In meiner Dissertation habe ich mich mit dem Werk 'Platonische Theologie' des spätantiken heidnischen Philosophen Proklos beschäftigt. Proklos lebt im 5. Jahrhundert nach Christus und ist Leiter der Nachfolge-Institution der Platonischen Akademie in Athen, über achthundert Jahre nach Platon (!). Er schreibt umfangreiche Kommentare zu Platon und bezieht sich in seinen philosophiehistorisch äußerst gelehrten und voraussetzungsreichen Schriften auch oft auf Lehren der neuplatonischen Vorgänger (etwa Plotin). Die sechs Bücher umfassende 'Platonische Theologie' (etwa 700 Druckseiten) ist ein bisher in der deutschen Forschung kaum behandeltes Werk, in dem Proklos sein eigenes metaphysisches System göttlicher Hierarchien (die miteinander eng und subtil verflochten sind) entfaltet, und zwar unter der Voraussetzung, dass Götter bzw. göttliche Prinzipien und ihre Eigenschaften sich aus den platonischen Schriften ableiten lassen.
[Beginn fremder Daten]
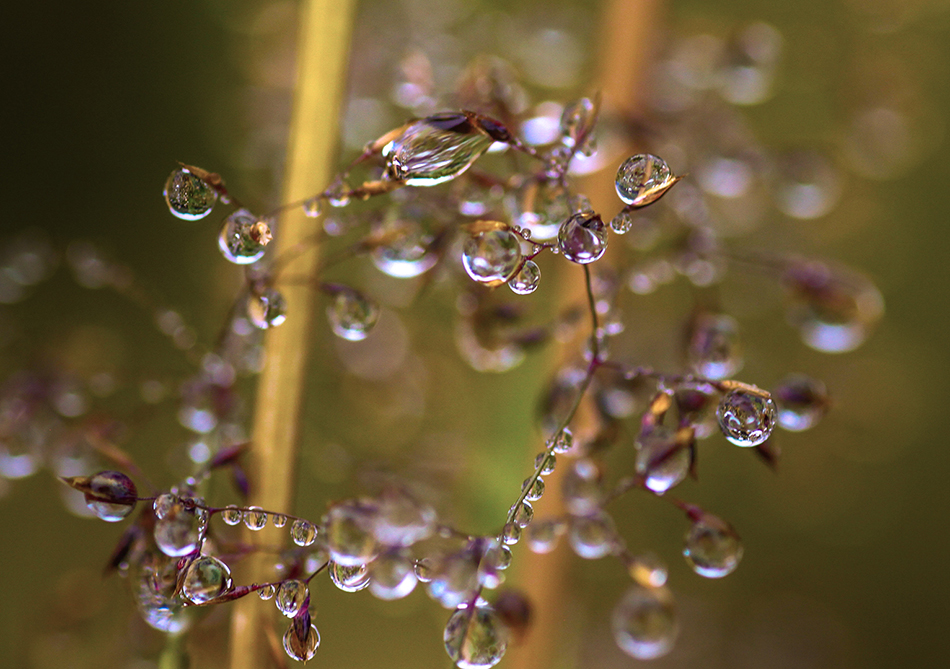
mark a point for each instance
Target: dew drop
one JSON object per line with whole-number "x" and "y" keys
{"x": 207, "y": 578}
{"x": 188, "y": 196}
{"x": 435, "y": 149}
{"x": 291, "y": 596}
{"x": 492, "y": 256}
{"x": 243, "y": 238}
{"x": 642, "y": 179}
{"x": 475, "y": 638}
{"x": 645, "y": 624}
{"x": 801, "y": 402}
{"x": 303, "y": 532}
{"x": 583, "y": 238}
{"x": 746, "y": 418}
{"x": 231, "y": 515}
{"x": 712, "y": 549}
{"x": 352, "y": 315}
{"x": 525, "y": 280}
{"x": 349, "y": 579}
{"x": 301, "y": 651}
{"x": 267, "y": 310}
{"x": 255, "y": 518}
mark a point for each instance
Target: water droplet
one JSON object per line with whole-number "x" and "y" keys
{"x": 291, "y": 596}
{"x": 801, "y": 402}
{"x": 188, "y": 196}
{"x": 163, "y": 504}
{"x": 746, "y": 418}
{"x": 642, "y": 179}
{"x": 392, "y": 576}
{"x": 243, "y": 238}
{"x": 267, "y": 592}
{"x": 255, "y": 518}
{"x": 492, "y": 256}
{"x": 543, "y": 535}
{"x": 713, "y": 549}
{"x": 178, "y": 533}
{"x": 583, "y": 238}
{"x": 645, "y": 623}
{"x": 351, "y": 314}
{"x": 267, "y": 310}
{"x": 231, "y": 515}
{"x": 349, "y": 579}
{"x": 207, "y": 578}
{"x": 348, "y": 531}
{"x": 525, "y": 281}
{"x": 713, "y": 348}
{"x": 662, "y": 459}
{"x": 435, "y": 149}
{"x": 475, "y": 638}
{"x": 535, "y": 489}
{"x": 303, "y": 532}
{"x": 593, "y": 537}
{"x": 301, "y": 651}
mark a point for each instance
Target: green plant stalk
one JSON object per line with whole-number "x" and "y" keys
{"x": 323, "y": 46}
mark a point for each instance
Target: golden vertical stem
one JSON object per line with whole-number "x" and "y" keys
{"x": 627, "y": 39}
{"x": 322, "y": 54}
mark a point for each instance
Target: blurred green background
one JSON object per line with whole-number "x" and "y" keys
{"x": 845, "y": 546}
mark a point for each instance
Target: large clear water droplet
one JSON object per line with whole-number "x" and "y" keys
{"x": 243, "y": 238}
{"x": 207, "y": 578}
{"x": 435, "y": 149}
{"x": 661, "y": 459}
{"x": 188, "y": 196}
{"x": 475, "y": 638}
{"x": 267, "y": 310}
{"x": 642, "y": 179}
{"x": 712, "y": 549}
{"x": 583, "y": 238}
{"x": 801, "y": 402}
{"x": 492, "y": 256}
{"x": 746, "y": 418}
{"x": 645, "y": 624}
{"x": 352, "y": 315}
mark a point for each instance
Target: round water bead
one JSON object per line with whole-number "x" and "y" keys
{"x": 231, "y": 515}
{"x": 392, "y": 576}
{"x": 267, "y": 310}
{"x": 110, "y": 495}
{"x": 492, "y": 256}
{"x": 207, "y": 578}
{"x": 301, "y": 651}
{"x": 642, "y": 179}
{"x": 713, "y": 349}
{"x": 255, "y": 518}
{"x": 645, "y": 623}
{"x": 583, "y": 238}
{"x": 435, "y": 149}
{"x": 349, "y": 579}
{"x": 351, "y": 314}
{"x": 801, "y": 402}
{"x": 746, "y": 418}
{"x": 303, "y": 532}
{"x": 188, "y": 196}
{"x": 592, "y": 537}
{"x": 291, "y": 596}
{"x": 525, "y": 280}
{"x": 243, "y": 238}
{"x": 475, "y": 638}
{"x": 712, "y": 549}
{"x": 661, "y": 459}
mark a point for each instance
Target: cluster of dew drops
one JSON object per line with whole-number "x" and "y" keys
{"x": 391, "y": 542}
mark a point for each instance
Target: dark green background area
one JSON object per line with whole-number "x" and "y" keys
{"x": 845, "y": 548}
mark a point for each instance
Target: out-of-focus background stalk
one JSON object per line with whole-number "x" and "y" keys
{"x": 844, "y": 546}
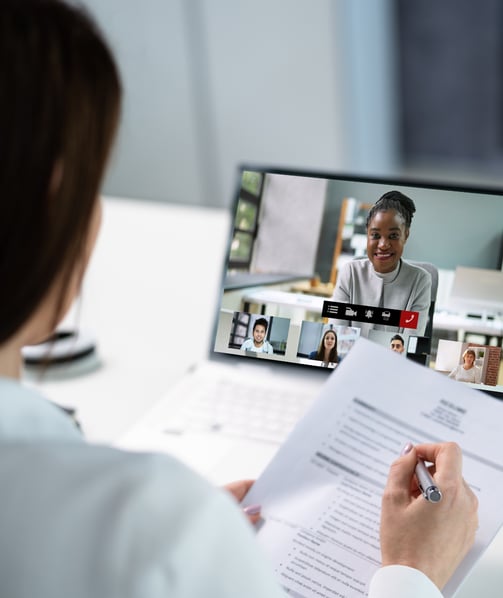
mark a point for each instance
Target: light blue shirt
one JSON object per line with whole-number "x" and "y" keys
{"x": 249, "y": 345}
{"x": 85, "y": 521}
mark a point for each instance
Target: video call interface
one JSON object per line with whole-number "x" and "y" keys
{"x": 308, "y": 274}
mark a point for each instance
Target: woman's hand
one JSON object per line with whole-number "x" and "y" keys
{"x": 239, "y": 490}
{"x": 431, "y": 537}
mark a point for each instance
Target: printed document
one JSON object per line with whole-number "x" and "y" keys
{"x": 321, "y": 493}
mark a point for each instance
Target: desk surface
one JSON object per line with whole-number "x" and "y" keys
{"x": 151, "y": 325}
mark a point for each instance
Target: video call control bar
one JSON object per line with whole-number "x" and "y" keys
{"x": 370, "y": 314}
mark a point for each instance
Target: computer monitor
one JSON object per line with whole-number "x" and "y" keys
{"x": 298, "y": 237}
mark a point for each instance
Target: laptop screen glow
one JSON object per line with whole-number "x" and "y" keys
{"x": 302, "y": 281}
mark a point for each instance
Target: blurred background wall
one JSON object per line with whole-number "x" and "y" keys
{"x": 381, "y": 87}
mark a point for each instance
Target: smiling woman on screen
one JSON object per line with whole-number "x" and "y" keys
{"x": 80, "y": 520}
{"x": 384, "y": 279}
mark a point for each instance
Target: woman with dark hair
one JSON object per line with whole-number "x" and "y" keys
{"x": 80, "y": 520}
{"x": 467, "y": 371}
{"x": 327, "y": 349}
{"x": 383, "y": 279}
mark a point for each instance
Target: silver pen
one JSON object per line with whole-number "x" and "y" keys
{"x": 426, "y": 483}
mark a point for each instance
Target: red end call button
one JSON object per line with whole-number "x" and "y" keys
{"x": 409, "y": 319}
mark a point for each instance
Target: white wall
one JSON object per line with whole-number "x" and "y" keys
{"x": 212, "y": 83}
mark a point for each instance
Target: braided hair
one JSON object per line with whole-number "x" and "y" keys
{"x": 394, "y": 200}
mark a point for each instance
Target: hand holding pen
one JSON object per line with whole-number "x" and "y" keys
{"x": 431, "y": 535}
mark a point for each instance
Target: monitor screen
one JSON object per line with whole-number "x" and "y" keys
{"x": 317, "y": 260}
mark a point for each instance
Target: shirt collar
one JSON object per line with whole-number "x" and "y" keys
{"x": 26, "y": 415}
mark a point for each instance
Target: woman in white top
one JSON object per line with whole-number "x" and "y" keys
{"x": 384, "y": 279}
{"x": 467, "y": 371}
{"x": 90, "y": 521}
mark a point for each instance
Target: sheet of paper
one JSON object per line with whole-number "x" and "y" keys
{"x": 321, "y": 494}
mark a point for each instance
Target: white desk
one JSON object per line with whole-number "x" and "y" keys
{"x": 150, "y": 295}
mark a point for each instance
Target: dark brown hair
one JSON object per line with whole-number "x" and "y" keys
{"x": 394, "y": 200}
{"x": 320, "y": 353}
{"x": 59, "y": 109}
Der Fokus meiner Arbeit liegt deshalb auf Proklos' Behandlung und Rezeption der platonischen Dialoge, zudem analysiere ich seine theologische Argumentation und seine Terminologie sowie die rhetorischen Strategien, mit denen er seine Theologie begründet.




Was ist Religion? – Unter dem Vorzeichen von Religionspluralismus, Synkretismus und neuen Spiritualitätsformen gehe ich mit meinem Dissertationsprojekt auf die Suche nach einer Neubestimmung des christlichen Religionsbegriffs im postmodernen Zeitalter. In Auseinandersetzung mit den Mythostheorien Ernst Cassirers und Hans Blumenbergs versuche ich einen Beitrag zur Überwindung einer tiefsitzenden Reserve der Theologie gegenüber dem Mythos leisten und Religion nicht allein im Gegenüber sondern zugleich aus ihrer Nähe zum Mythos zu erschließen. Mythos und Religion kommen als kulturprägende Denk- und Daseinsformen zur Sprache, in deren Wechselspiel die Dialektik von „Vollzug“ und „Reflexion“ als Wesensmerkmal des Religiösen zur Geltung kommt. Abschließend wage ich eine Skizze für eine Neubestimmung christlicher Religion als einem Resilienz bildenden Selbstverständigungsprozess des Subjekts, in dessen nicht-reflexiv einholbarer Dimension ein letztlich soteriologisch bestimmtes Surplus liegt.